The failure of the cooling fan will obviously cause the engine to overheat, thereby resulting in the engine wearing out prematurely. Any issue in the cooling fan, when diagnosed and rectified at the right time will prevent costly repairs for the engine parts. The following steps detail how to diagnose and fix a bad electric cooling fan in a car:
Is your car’s temperature gauge getting too hot?
There's no need to panic. If the temperature gauge needle moves into the red, this usually means a problem with the cooling fan. If this happens while you’re driving, you should pull over as soon as possible.
The cooling fan will need to be fixed quickly, as continued driving will cause the engine to overheat and lead to a lot of trouble. You can easily identify and fix this issue yourself. There are four failure points that need checking.

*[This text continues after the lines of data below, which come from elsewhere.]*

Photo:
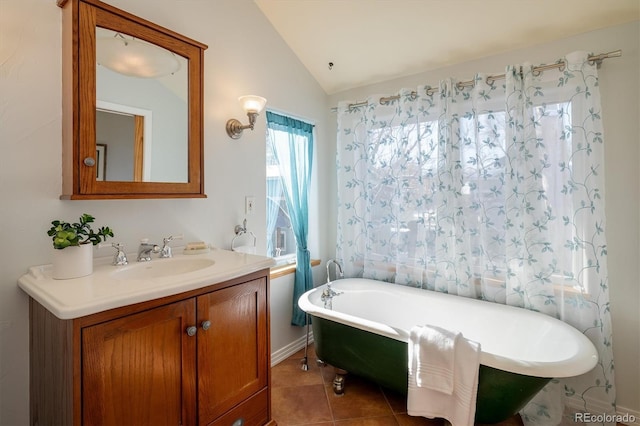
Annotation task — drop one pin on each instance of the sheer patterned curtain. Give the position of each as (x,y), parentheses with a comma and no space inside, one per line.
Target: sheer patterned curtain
(292,143)
(494,191)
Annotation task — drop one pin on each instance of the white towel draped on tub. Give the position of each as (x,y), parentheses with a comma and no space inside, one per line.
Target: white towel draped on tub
(443,375)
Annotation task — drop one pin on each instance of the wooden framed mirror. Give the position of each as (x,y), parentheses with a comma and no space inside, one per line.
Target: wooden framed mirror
(132,100)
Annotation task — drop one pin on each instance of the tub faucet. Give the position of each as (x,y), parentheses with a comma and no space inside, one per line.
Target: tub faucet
(340,273)
(328,293)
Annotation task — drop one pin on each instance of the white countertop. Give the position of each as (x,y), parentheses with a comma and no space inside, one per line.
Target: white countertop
(102,290)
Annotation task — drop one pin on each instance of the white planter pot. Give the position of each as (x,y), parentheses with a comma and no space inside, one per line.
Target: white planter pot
(72,262)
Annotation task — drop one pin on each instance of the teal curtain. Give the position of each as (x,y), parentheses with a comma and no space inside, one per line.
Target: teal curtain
(494,191)
(292,144)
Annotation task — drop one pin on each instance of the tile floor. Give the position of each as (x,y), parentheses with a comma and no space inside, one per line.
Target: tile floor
(306,397)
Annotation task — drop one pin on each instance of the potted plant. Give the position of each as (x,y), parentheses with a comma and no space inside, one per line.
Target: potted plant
(73,254)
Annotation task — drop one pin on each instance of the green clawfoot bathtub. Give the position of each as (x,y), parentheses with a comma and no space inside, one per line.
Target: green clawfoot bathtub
(363,328)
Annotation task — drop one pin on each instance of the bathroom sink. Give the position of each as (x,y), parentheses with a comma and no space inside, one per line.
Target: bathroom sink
(159,268)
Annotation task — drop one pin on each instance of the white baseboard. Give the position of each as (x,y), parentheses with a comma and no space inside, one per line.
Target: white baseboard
(625,416)
(281,354)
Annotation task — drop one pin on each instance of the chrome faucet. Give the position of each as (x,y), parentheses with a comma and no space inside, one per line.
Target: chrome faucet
(166,253)
(145,250)
(328,293)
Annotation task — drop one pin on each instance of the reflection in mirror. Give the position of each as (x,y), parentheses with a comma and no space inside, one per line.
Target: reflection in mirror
(142,109)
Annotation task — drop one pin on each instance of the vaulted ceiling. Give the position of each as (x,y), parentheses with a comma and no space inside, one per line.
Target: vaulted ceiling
(369,41)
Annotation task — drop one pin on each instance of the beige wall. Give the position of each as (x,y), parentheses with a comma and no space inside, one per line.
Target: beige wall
(620,90)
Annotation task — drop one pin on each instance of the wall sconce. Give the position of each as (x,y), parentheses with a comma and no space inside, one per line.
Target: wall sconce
(252,106)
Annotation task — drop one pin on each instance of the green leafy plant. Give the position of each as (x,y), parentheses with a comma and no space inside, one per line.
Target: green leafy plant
(65,234)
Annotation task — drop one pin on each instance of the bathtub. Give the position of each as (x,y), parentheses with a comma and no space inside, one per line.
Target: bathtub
(367,330)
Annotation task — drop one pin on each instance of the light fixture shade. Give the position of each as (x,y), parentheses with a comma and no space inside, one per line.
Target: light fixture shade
(252,104)
(135,58)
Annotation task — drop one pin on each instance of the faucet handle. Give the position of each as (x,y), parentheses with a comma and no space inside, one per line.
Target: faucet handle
(166,253)
(120,258)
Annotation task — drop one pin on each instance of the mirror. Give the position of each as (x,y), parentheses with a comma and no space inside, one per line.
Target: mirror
(132,119)
(157,150)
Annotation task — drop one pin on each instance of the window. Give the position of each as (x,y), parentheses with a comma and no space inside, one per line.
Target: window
(281,243)
(289,148)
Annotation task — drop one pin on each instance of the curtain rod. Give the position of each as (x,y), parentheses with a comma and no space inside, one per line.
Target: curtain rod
(595,59)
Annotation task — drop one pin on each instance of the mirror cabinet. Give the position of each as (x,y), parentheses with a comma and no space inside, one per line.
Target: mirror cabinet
(132,106)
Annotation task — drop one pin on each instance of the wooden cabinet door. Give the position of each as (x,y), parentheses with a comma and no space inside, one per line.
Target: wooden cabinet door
(232,354)
(140,369)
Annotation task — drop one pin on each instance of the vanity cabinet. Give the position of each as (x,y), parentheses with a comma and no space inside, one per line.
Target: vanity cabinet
(196,358)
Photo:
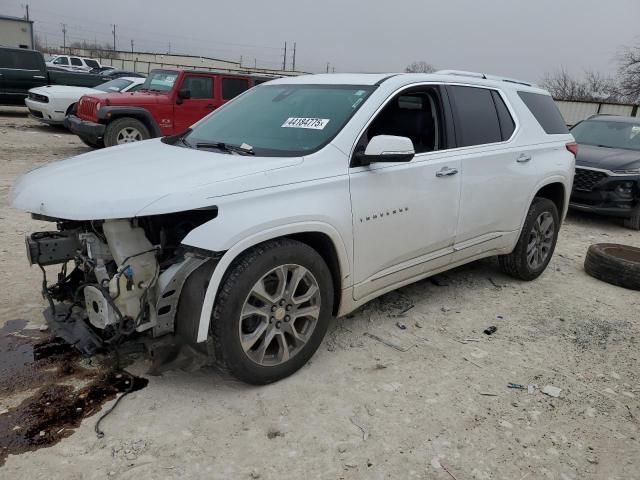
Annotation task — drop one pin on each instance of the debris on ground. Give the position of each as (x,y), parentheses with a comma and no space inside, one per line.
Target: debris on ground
(490,330)
(517,386)
(551,391)
(440,280)
(358,423)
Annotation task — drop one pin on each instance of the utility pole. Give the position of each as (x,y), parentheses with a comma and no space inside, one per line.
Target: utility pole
(284,58)
(293,67)
(33,45)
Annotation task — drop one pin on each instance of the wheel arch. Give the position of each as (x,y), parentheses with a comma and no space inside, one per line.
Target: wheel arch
(322,237)
(108,114)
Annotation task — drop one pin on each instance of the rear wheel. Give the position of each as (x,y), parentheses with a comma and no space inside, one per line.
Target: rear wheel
(125,130)
(272,311)
(536,244)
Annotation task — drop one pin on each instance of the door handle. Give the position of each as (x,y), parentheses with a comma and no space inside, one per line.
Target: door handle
(446,172)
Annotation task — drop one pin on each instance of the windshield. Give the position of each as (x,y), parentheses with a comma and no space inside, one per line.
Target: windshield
(114,85)
(609,134)
(282,120)
(160,81)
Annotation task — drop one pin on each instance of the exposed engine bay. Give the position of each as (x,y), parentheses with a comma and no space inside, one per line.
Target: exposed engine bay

Note: The following are general instructions. Check your owner’s manual for further instructions and precautions.
1. Test the motor
a) Check under the hood, locate the cooling fan and see if it is spinning. If it isn’t, something is wrong with the fan system.
b) Cooling fans are simple DC motors. You should start by testing the motor. You should see a cable coming off the motor. Follow the wire from the fan motor towards the engine, until you get to the plug for the fan connector. Gently unplug the cable from the connector.
c) Get a hold of jumper wires for testing. Hook up one end to the positive and negative terminals of your car battery and the other end to the terminals on the fan motor. It doesn’t really matter which way you connect this.
CAUTION: The fan blades are sharp. Take all necessary safety precautions.
If the fan motor doesn’t start working, the problem is with the motor and you just need to get a replacement.
2. Check the fuse:
If the motor does come on, the problem is somewhere else. At this point, we know the motor isn’t getting any power. So check the fuse to make sure if it hasn’t blown (it should be continuous). If the fuse has blown, then it needs replacement.
3. Check the temperature switch:
The fan gets its power by a switch called the cooling fan temperature switch. The position of this switch depends on your car. Check your car manual to locate it. To check it you need to unplug it, ground the terminal from that end and take the other end of the ground wire to the negative terminal of the battery. If the fan starts working, then all you need is a new sensor for the cooling fan.
4. Check the cooling fan relay:
After all of that, the fan may still refuse to work. There is one more thing left to check, the cooling fan relay. Go to the fuse box which should show you where the relay is. Unplug the relay and just replace it. Over time these relays can stop working and simply need replacement.